Mechanical thromboprophylaxis is standard among arthroplasty surgeons, but the choice and duration of chemoprophylaxis remains widely variable. For decades, warfarin and low molecular weight heparin were the standard of practice because most surgeons believe that thromboembolic events occurred via an erythrocyte and coagulant protein based mechanism. However, numerous studies show no significant increase in venous thromboembolic events with the use of antiplatelet medications. Therefore, a risk stratification approach is commonly used, with routine TKA patients receiving aspirin for chemoprophylaxis. Patients at higher risk of venous thromboembolic event (Table 2) are placed on anticoagulant therapy for 3–6 wk postoperatively. However, there was no significant difference in the incidence of venous thromboembolic events in low and high-risk populations using a risk stratification approach.

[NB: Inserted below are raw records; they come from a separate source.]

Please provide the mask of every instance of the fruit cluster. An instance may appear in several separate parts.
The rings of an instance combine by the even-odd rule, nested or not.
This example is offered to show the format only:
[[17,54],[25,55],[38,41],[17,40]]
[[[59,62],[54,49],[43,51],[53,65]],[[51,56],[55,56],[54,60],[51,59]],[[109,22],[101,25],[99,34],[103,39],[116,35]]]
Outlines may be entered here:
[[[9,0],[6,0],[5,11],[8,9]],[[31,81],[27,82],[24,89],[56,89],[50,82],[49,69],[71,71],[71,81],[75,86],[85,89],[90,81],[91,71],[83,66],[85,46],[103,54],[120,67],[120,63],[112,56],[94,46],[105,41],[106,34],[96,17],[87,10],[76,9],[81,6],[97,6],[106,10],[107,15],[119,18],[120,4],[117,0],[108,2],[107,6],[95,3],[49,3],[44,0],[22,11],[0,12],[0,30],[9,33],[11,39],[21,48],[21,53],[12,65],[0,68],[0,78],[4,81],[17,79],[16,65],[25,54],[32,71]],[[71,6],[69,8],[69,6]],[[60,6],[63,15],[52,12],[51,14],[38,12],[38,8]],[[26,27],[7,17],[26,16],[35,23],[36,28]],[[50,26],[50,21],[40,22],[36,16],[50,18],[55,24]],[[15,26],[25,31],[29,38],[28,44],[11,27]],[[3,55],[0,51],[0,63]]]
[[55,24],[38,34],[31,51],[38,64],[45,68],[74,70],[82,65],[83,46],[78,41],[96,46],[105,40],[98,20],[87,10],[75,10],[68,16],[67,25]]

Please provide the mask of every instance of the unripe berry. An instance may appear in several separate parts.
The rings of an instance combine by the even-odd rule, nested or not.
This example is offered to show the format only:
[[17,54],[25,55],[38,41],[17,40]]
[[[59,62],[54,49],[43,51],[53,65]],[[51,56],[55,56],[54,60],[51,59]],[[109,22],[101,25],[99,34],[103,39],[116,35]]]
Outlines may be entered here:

No studies definitively outline the appropriate duration of thromboprophylaxis after TKA. There is strong evidence that prophylaxis beyond hospital discharge reduces the number of symptomatic deep venous thrombosis. The global arthroplasty registry (GLORY) estimates the mean time to a venous thromboembolic event after TKA was 10 days and 57% of symptomatic deep venous thrombi occurred after hospital discharge. Studies have shown that thromboprophylaxis for 4–6 wk postoperatively can reduce thromboembolic events up to 50% compared with a shorter course of thromboprophylaxis for 10–15 days. Currently, the American Academy of Orthopaedic Surgeons and American College of Chest Physicians guidelines recommend aspirin for 4–6 wk, warfarin for 4–6 wk, or a combination of low molecular weight heparin or a Factor Xa inhibitor for 7–10 days followed by aspirin for a total of 4–6 wk.